Le RAPQ veut que la CNESST reconnaisse d'autres types de cancers comme maladies professionnelles pour les pompiers, notamment ceux du cerveau, du côlon et des testicules.

Risques de cancer chez les pompiers: Québec interpellé

Il est urgent de hausser le nombre de cancers reconnus comme maladies professionnelles, estime le Regroupement des associations de pompiers du Québec (RAPQ), qui représente 4500 membres y compris ceux du Service de sécurité incendie de Gatineau. La Belle Province doit emboîter le pas aux autres provinces, martèle-t-on.

L’organisation a exhorté vendredi le gouvernement Legault à soutenir les revendications des pompiers québécois auprès de la Commission des normes, de l’équité, de la santé et de la sécurité du travail (CNESST) afin que d’autres types de cancers, notamment ceux du cerveau, du côlon et des testicules, soient ajoutés à la liste incluse dans la politique intitulée «L’admissibilité à la lésion professionnelle».

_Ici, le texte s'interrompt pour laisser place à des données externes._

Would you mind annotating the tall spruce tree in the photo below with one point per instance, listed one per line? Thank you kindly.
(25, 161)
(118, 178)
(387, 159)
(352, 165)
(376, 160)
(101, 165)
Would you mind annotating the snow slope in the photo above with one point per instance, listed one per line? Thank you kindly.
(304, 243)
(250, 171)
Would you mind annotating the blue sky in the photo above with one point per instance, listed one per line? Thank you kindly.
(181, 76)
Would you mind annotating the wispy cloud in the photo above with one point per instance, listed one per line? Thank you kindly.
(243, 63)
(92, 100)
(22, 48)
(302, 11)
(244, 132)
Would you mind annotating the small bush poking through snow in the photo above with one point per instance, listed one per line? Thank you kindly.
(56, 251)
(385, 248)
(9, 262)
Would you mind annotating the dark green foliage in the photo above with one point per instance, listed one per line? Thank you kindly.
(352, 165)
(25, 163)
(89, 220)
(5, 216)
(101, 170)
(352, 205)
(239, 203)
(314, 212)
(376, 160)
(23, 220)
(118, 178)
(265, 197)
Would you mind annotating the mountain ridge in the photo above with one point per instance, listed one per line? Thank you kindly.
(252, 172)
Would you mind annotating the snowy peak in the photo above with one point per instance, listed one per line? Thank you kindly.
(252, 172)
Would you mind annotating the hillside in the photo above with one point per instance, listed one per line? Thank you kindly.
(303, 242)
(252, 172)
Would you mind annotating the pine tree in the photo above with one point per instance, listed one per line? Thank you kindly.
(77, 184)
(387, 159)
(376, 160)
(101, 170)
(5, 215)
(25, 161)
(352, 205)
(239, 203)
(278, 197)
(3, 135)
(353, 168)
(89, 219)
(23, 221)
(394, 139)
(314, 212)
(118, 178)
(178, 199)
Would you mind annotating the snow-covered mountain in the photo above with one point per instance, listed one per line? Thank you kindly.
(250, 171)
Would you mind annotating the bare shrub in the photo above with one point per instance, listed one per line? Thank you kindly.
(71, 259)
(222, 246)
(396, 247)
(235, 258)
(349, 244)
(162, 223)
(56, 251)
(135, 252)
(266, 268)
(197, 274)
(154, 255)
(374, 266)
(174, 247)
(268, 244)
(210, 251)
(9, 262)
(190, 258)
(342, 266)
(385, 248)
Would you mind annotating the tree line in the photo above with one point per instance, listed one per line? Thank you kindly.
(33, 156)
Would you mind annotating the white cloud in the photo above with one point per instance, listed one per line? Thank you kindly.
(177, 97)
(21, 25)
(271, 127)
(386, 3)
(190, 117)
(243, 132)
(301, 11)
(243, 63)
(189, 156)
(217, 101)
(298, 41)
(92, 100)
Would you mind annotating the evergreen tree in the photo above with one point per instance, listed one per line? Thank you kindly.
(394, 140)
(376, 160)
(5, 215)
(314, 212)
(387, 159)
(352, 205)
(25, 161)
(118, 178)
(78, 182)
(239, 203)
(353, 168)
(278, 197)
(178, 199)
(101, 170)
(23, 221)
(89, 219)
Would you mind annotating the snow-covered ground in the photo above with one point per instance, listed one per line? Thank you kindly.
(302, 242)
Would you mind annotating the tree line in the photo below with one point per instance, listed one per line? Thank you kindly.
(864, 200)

Au printemps 2016, «après 15 ans de bataille et de représentations», dit-on, la CNESST avait accepté d’inclure sept cancers, dont ceux du poumon, du rein et de la vessie. Or, malgré cette avancée, le Québec est encore l’un des derniers de classe en la matière à la fois à travers le pays et en Amérique du Nord, soutient le RAPQ.

«On veut que la liste soit bonifiée, il en revient au gouvernement d’agir. À plusieurs endroits, une quinzaine de cancers sont reconnus, sans compter des maladies cardiaques. Les incendies et le niveau de risque ne sont pourtant pas différents. Les pompiers méritent la même protection qu’ailleurs au pays. [...] En plus, il y a une nuance, car au Québec il s’agit d’une reconnaissance administrative, il n’y a pas de législation propre aux pompiers comme dans les autres provinces. Un document administratif, comparativement à une loi, est facile à changer. C’est la grande différence. Et le fardeau de la preuve incombe au travailleur, tandis qu’ailleurs c’est renversé et ça revient à l’employeur», explique le président du regroupement, Chris Ross.

Selon diverses études, les pompiers ont de 20 à 200% plus de chances de recevoir un diagnostic de cancer au cours de leur vie, ajoute ce dernier. Le nombre de cas est en augmentation notable et ce danger insoupçonné les guette en raison des fumées toxiques et des nanoparticules auxquelles ils sont exposés chaque fois qu’ils combattent des brasiers.

«Il y a une soixantaine d’années, quand tout était en bois et en carton, ce n’était pas aussi nocif pour les pompiers. De nos jours, avec le plastique et les hydrocarbures, les produits auxquels nous sommes exposés sont hautement plus toxiques qu’à l’époque. Il y a par exemple le benzène, reconnu comme cancérigène. Même avec la protection respiratoire, notre peau est quand même exposée, l’habit de combat n’est pas étanche», de dire M. Ross.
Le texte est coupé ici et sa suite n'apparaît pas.